The Sloth Institute Costa Rica is a small, not-for-profit organization based in Manuel Antonio, close to Manuel Antonio National Park, Costa Rica, dedicated to the rescue and rehabilitation of sloths. It often takes in orphaned or injured sloths, which require care. Through the work of the team, the sloths are rehabilitated and released back into the wild.

== Mission ==
The Sloth Institute's mission is to enhance and expand the welfare and conservation of sloths.

They achieve this by taking a multifaceted 4-part approach to tackling the issues that put sloths in danger:
- RESCUE, REHABILITATE and RELEASE orphaned and injured sloths.
- RESEARCH of captive, wild, and recently released sloths including collaborations with conservationists and scientists around the world.
- EDUCATION to generate and disseminate responsible information about sloths to the general public and train local public servants on proper sloth information and rescue techniques.
- CONSERVATION programs that negate human encroachment issues impacting sloth’s welfare and habitat.

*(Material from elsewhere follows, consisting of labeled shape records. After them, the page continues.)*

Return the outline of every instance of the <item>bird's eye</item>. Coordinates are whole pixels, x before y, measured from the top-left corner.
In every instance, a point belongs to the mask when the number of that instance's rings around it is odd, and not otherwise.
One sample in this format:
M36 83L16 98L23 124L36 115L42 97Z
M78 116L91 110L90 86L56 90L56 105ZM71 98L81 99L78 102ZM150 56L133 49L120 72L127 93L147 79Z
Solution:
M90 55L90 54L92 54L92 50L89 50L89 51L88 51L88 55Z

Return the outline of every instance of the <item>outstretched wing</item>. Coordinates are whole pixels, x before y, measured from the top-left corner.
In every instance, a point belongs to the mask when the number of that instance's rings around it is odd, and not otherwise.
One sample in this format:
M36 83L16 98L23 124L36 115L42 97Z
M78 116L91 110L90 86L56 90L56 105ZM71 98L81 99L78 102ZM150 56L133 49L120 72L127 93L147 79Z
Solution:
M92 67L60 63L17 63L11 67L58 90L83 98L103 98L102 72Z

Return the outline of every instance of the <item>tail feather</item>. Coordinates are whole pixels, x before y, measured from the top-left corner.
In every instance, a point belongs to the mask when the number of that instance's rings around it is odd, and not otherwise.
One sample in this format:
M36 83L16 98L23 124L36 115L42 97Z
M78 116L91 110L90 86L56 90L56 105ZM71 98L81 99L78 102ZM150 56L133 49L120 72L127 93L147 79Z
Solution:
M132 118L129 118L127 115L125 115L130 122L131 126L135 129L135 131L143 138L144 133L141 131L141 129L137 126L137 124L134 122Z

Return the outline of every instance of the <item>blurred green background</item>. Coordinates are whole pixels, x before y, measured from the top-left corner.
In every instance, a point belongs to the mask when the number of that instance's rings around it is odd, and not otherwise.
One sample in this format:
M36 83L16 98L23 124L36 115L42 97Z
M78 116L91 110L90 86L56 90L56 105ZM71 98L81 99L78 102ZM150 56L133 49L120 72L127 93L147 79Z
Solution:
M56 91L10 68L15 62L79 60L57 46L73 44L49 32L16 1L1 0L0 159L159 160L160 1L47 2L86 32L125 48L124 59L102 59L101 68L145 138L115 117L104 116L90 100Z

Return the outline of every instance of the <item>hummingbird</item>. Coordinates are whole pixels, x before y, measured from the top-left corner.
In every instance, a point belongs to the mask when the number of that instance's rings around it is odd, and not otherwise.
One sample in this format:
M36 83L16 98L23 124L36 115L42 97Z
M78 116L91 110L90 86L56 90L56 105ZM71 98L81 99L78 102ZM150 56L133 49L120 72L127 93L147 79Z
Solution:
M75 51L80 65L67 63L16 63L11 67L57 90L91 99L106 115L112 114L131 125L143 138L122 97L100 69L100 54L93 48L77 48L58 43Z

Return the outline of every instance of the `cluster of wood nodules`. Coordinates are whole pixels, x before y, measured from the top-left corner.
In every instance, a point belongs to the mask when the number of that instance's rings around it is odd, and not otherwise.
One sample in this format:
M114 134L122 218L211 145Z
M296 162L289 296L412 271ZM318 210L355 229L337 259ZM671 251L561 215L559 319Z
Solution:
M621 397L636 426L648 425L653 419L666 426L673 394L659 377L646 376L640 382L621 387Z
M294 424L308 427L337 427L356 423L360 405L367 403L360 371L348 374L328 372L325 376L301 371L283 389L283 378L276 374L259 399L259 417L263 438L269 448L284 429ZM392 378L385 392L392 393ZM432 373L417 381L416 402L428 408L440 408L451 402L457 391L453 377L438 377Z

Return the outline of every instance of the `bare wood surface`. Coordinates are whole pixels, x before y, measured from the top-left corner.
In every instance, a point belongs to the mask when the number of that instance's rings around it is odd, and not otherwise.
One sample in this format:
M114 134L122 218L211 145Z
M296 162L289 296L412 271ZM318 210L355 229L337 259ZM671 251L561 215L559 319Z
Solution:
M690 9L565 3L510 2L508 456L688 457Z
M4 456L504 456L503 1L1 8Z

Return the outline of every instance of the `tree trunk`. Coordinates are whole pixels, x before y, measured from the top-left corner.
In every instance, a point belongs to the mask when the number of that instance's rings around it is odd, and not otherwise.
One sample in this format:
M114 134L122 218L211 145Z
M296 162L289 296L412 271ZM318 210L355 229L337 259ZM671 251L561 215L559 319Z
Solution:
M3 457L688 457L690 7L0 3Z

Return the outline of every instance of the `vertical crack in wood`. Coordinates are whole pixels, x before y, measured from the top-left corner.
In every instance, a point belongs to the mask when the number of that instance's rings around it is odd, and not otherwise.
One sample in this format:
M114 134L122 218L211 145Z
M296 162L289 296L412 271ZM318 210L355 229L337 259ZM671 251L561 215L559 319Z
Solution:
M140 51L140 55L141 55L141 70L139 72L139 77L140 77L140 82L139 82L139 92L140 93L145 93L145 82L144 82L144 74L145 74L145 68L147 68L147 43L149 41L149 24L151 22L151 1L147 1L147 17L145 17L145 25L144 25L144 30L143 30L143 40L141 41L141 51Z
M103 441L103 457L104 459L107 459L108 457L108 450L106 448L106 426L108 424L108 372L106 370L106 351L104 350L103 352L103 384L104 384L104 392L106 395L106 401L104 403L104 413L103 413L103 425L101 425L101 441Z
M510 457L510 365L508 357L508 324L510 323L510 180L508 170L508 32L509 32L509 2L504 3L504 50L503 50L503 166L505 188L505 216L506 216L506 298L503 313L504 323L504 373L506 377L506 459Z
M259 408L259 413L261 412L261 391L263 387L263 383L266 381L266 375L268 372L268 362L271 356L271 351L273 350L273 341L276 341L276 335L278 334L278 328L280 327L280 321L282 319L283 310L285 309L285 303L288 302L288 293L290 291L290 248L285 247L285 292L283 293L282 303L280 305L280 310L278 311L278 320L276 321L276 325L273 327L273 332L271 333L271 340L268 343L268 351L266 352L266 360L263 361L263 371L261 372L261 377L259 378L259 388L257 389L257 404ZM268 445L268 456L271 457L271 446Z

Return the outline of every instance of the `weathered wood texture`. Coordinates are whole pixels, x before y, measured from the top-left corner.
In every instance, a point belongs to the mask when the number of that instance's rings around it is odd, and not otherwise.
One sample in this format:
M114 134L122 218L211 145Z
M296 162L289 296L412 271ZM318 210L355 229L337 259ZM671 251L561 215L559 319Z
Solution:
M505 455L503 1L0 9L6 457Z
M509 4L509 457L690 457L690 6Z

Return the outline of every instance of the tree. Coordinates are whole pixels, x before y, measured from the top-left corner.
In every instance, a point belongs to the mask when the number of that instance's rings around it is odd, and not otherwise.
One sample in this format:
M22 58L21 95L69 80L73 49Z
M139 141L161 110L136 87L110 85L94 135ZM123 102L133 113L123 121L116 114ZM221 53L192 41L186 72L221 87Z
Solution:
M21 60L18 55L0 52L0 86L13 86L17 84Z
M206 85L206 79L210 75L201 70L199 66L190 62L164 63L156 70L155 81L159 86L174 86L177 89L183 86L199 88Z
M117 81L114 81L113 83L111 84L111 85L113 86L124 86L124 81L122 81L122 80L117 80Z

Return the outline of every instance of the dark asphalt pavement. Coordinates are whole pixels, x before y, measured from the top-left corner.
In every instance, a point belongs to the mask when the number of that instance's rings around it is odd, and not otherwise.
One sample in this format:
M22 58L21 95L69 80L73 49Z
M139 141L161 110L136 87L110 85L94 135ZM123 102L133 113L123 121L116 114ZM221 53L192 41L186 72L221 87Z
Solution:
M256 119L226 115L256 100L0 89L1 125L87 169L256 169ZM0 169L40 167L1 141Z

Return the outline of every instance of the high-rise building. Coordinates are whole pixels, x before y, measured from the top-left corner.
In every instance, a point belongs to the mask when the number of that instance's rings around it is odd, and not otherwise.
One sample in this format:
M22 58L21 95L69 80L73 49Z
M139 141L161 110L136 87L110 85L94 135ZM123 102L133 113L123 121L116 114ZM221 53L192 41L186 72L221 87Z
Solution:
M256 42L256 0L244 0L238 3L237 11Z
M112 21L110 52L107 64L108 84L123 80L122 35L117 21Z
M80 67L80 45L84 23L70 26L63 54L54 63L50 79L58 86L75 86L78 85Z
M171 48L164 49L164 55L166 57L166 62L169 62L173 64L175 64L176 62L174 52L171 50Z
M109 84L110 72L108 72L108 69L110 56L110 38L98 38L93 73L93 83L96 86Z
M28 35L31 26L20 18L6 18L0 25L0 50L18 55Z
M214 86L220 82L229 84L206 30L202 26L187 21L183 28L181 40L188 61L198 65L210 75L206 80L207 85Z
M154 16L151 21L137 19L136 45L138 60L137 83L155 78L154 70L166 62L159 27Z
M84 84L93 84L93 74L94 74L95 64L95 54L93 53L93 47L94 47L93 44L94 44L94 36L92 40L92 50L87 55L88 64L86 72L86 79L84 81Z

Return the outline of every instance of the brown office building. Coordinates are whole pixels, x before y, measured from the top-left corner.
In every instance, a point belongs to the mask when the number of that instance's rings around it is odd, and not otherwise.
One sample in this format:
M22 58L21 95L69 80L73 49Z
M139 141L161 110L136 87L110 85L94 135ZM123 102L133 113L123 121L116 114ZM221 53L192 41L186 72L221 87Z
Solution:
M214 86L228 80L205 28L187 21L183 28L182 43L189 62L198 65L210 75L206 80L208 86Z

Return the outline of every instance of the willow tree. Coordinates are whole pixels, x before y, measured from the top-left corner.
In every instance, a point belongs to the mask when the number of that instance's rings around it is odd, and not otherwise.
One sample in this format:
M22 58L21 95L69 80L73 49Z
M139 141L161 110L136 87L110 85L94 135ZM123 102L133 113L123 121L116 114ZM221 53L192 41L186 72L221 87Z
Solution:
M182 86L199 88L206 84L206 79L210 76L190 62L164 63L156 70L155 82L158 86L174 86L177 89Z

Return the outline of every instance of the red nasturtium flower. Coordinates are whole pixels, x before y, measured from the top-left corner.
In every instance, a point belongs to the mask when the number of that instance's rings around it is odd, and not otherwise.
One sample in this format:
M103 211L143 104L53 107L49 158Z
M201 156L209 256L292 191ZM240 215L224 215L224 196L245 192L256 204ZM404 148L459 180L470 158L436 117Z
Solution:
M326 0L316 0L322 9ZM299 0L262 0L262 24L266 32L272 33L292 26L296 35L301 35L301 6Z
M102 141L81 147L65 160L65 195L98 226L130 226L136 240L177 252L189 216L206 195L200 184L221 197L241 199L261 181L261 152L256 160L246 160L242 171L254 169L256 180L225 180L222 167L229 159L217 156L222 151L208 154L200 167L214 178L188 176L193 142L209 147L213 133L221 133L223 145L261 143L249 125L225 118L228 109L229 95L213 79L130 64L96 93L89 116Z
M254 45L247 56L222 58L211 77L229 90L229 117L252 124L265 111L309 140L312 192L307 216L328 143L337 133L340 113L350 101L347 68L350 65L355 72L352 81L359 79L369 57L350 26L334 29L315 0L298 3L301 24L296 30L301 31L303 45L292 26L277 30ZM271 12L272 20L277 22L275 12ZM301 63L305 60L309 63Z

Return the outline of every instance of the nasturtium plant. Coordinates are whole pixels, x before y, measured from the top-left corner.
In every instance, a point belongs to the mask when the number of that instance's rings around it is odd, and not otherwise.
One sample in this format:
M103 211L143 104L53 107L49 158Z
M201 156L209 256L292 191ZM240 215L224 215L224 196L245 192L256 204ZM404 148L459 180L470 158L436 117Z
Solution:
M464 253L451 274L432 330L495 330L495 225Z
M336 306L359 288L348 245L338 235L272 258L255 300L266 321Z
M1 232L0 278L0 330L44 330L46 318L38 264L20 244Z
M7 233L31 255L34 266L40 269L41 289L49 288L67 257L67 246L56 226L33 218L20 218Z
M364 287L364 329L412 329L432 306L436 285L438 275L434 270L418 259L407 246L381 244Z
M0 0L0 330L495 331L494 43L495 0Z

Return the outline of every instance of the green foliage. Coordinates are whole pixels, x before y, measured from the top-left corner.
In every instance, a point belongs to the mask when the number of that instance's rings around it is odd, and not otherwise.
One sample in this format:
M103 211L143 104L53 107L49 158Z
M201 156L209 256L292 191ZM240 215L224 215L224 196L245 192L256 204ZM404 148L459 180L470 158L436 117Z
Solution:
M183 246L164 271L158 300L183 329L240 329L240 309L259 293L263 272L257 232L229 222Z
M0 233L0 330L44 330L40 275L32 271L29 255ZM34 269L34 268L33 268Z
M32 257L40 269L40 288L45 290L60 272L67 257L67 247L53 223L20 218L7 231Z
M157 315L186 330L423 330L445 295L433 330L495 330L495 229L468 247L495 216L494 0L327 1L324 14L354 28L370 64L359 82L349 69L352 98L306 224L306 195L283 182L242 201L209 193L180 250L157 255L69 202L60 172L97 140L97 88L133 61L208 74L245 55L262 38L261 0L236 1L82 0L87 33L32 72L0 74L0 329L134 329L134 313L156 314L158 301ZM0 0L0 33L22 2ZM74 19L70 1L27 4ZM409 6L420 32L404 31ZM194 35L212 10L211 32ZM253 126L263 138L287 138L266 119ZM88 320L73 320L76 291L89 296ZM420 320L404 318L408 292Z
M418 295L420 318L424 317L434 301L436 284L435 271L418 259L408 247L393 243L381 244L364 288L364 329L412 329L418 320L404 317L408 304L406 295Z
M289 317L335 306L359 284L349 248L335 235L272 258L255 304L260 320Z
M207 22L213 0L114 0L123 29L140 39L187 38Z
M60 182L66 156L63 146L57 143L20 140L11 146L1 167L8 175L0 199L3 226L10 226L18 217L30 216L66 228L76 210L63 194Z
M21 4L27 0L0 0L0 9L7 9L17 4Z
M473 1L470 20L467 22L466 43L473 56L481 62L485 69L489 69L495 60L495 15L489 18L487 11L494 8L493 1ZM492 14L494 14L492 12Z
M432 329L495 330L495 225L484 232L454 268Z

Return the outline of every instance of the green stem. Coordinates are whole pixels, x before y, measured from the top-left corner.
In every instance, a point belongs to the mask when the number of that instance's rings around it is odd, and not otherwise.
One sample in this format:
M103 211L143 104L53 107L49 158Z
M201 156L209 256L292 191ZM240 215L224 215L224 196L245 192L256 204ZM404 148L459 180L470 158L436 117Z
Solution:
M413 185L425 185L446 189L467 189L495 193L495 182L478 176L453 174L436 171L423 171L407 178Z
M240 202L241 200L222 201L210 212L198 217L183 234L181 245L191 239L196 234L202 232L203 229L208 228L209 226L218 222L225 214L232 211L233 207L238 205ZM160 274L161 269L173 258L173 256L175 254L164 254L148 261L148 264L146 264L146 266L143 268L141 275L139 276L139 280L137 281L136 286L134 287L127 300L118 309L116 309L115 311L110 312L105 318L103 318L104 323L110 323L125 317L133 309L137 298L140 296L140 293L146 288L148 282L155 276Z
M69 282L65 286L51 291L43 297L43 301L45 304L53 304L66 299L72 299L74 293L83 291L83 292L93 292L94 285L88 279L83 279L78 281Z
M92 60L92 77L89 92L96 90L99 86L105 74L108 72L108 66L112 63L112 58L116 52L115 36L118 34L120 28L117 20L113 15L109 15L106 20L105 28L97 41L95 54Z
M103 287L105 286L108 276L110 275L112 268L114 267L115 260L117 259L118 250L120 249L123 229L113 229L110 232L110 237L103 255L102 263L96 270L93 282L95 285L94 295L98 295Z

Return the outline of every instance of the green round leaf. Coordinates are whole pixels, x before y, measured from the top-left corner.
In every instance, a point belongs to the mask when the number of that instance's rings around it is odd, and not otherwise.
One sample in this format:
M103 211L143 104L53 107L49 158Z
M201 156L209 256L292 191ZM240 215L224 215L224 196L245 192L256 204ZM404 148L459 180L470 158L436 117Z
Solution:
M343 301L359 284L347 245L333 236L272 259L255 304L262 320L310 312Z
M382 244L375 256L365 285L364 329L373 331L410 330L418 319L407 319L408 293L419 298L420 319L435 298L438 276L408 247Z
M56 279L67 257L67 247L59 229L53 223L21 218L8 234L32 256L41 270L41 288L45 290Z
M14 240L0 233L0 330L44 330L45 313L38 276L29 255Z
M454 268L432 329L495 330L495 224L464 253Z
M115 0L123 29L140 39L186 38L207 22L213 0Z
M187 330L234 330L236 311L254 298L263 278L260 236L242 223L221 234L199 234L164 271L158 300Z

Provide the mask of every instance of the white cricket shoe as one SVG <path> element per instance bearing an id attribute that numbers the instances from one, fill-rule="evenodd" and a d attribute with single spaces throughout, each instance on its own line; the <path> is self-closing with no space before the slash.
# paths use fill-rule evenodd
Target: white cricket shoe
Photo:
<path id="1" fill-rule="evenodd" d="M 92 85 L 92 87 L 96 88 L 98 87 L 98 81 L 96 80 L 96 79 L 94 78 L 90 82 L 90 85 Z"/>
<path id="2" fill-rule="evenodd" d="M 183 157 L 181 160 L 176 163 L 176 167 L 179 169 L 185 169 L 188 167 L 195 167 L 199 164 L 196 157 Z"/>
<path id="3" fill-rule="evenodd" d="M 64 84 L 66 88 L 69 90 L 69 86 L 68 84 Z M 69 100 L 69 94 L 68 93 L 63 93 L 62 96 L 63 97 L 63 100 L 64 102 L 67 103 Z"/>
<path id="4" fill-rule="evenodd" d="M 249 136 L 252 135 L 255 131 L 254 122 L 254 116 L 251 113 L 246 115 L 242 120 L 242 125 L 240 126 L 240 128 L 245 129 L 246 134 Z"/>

The Sloth Institute is not a sloth sanctuary. TSI is a non-profit organization specializing in rescue, research and education with a particular focus on the behavior, health, and welfare of released, wild and captive sloths. Their sloths are not available to be seen by the public as it is in their best interest to have as little human contact as possible.

== Partnerships ==
The Sloth Institute Partners with several other agencies to rehabilitate, release and research sloths. They also use these agencies to reach more people in educating the public.

They work with Tulemar Resort Hotel, a resort placed in a jungle and adjacent to the maritime zone. This partnership allows the Sloth Institute to release orphaned and hand-raised sloths into the jungle and maritime zone.  In addition Tulemar offers sloth walks that are meant to educate guests in a safe way.  These walks are specifically for educating their guests and are not intended for interaction with the sloths because they are better off with less human contact....

The Institute also works with the Cincinnati Zoo and Botanical Garden to help with the study of and rehabilitation to release of sloths. This partnership came about in 2014 and is working in the Manuel Antonio area of Costa Rica.

== Projects ==
As part of the institute's goals of research and rehabilitation, they have a number of projects. The Sloth Speedways and Tracking programs are two of these projects.

Sloth Speedways' goal is to prevent dangerous travel from sloths across roads by keeping forests connected through strategically placed rope bridges. This project stems from the deforestation and building on previous forest space which can reduce a sloth's connections to food and shelter.

The Tracking program is the first sloth institute program, from 2015, and focuses on watching the recently released sloths to ensure their survival and health. In addition to tracking their rehabilitated and released sloths they also put tracking collars on wild sloths. This allows the program to determine if rehabilitated sloths are behaving like normal sloths would.

The data from the Tracking program allows the Institute to place these sloth speedways in commonly traveled and potentially hazardous areas for the sloths.

== History ==
The Sloth Institute Costa Rica was founded in 2014 by co-founders Seda Sejud and Sam Trull who is also known as "the Mother of Sloths".

It is also believed that the Sloth Institute delivered the world's first birth of a sloth by Caesarean section.